28 October 2021
700 years after the death of the Florentine poet and philosopher Dante Alighieri (b. c. 1265, d. 1321), the exhibition Inferno has opened at the Scuderie del Quirinale in Rome, Italy. Inspired by the infernal visions of Dante’s Divine Comedy, it explores the iconography of Hell, tracing its development and representation from the Middle Ages and the later Renaissance, all the way up to the modern era. In the process, it brings together some 235 works of art from over 80 museums and public and private collections across Europe. The British Library is delighted to be lending one of its most precious manuscripts, the Winchester Psalter (Cotton MS Nero C IV), to the exhibition, which will be on display at the museum from 15 October 2021 to 9 January 2022.
The Winchester Psalter appears in the first section of the exhibition, which explains the history of infernal iconography and highlights Dante’s interpretation of a centuries-old religious tradition in his writing. Made in the mid-12th-century, the manuscript is a bilingual copy of the Book of Psalms, written in Latin and Anglo-Norman French, the principal language of the aristocracy in England after the Norman Conquest. The book was probably commissioned by the Bishop of Winchester, Henry of Blois (b. c. 1096, d. 1171), younger brother to the English King Stephen (r. 1135-1154), and then housed at Winchester’s Old Minster.
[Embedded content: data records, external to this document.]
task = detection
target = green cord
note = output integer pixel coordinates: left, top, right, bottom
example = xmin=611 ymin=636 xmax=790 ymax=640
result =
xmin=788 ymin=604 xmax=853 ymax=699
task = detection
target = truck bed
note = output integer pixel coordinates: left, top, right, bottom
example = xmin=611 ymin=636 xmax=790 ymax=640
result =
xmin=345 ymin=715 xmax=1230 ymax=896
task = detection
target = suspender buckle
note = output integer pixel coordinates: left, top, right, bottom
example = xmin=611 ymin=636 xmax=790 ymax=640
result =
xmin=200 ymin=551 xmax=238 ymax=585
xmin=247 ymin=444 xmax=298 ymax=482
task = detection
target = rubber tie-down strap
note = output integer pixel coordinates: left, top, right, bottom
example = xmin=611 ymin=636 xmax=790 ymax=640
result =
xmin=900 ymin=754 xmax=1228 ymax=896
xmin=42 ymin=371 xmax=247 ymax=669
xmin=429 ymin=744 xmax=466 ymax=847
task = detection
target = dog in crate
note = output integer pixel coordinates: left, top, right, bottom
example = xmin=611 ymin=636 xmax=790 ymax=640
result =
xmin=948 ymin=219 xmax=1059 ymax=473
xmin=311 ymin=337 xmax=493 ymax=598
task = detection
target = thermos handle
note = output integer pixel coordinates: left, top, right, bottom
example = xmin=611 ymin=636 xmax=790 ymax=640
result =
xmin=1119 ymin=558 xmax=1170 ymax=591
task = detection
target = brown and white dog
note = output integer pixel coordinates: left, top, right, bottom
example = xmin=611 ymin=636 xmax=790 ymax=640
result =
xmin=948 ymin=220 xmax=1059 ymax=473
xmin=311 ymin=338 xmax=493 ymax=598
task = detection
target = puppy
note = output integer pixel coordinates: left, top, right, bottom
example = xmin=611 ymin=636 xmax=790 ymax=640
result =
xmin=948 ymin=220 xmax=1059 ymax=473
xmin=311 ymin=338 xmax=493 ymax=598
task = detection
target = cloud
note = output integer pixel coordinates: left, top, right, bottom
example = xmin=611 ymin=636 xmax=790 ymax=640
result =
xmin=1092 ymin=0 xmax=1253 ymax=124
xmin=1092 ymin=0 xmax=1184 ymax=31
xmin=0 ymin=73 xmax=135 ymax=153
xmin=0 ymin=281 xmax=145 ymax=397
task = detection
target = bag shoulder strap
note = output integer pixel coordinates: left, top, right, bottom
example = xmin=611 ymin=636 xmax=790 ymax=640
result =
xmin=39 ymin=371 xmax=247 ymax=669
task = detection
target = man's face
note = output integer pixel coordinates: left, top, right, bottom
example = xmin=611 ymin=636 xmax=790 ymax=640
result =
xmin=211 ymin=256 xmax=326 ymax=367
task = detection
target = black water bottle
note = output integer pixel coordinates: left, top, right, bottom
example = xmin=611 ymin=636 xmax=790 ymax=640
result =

The Psalter is notable for its extensive illustrative programme, with 39 pages of narrative illustrations of subjects from the Old and New Testaments prefacing the Psalms. They include scenes from the Books of Genesis and Exodus, the Life of the Virgin Mary, and the Life of Christ. The final image in this narrative sequence is a striking representation of the Last Judgement.
The Last Judgement scene is principally designed around an iconography known as the ‘Mouth of Hell’, the representation of the entrance to Hell as the mouth of a beast that swallows demons and the souls of the damned alike. The iconography developed towards the end of the 11th century in England and soon became a popular motif in art and literature across medieval Europe. It frequently appeared on the pages of illuminated manuscripts, where it featured in depictions of the Fall of the Angels, the Harrowing of Hell, and the Last Judgement.
The Winchester Psalter’s depiction of the hell-mouth is one of the most elaborate to survive from this period. It shows two gigantic creatures, with hairy bodies and bloodshot eyes, whose mouths meet to form a single gaping maw at the centre of the page. Within the dark abyss of the maw, we see horned devils and demons carrying whips, flails, and pitchforks, corralling a shifting mass of naked sinners. The crowd includes figures from all parts of medieval society, from kings and queens in golden crowns, to monks with tonsured heads, to lay people.
Overlooking the hell-mouth in the centre, a pair of dragonheads emerge from the folds in each creature’s neck, their long fangs forming the hinges of the red gates of Hell, which an archangel then locks with a large key. Meanwhile, a caption at the top of the page, written in Anglo-Norman French, states, ‘Ici est enfers et li angels ki enferme les porteis’ (Here is Hell and the angel who closes the doors).
You can visit Inferno and see the Winchester Psalter and its Last Judgement scene in person at the Scuderie del Quirinale in Rome from 15th October 2021 to 9 January 2022. The exhibition catalogue Inferno is edited by Jean Clair and published by Electa.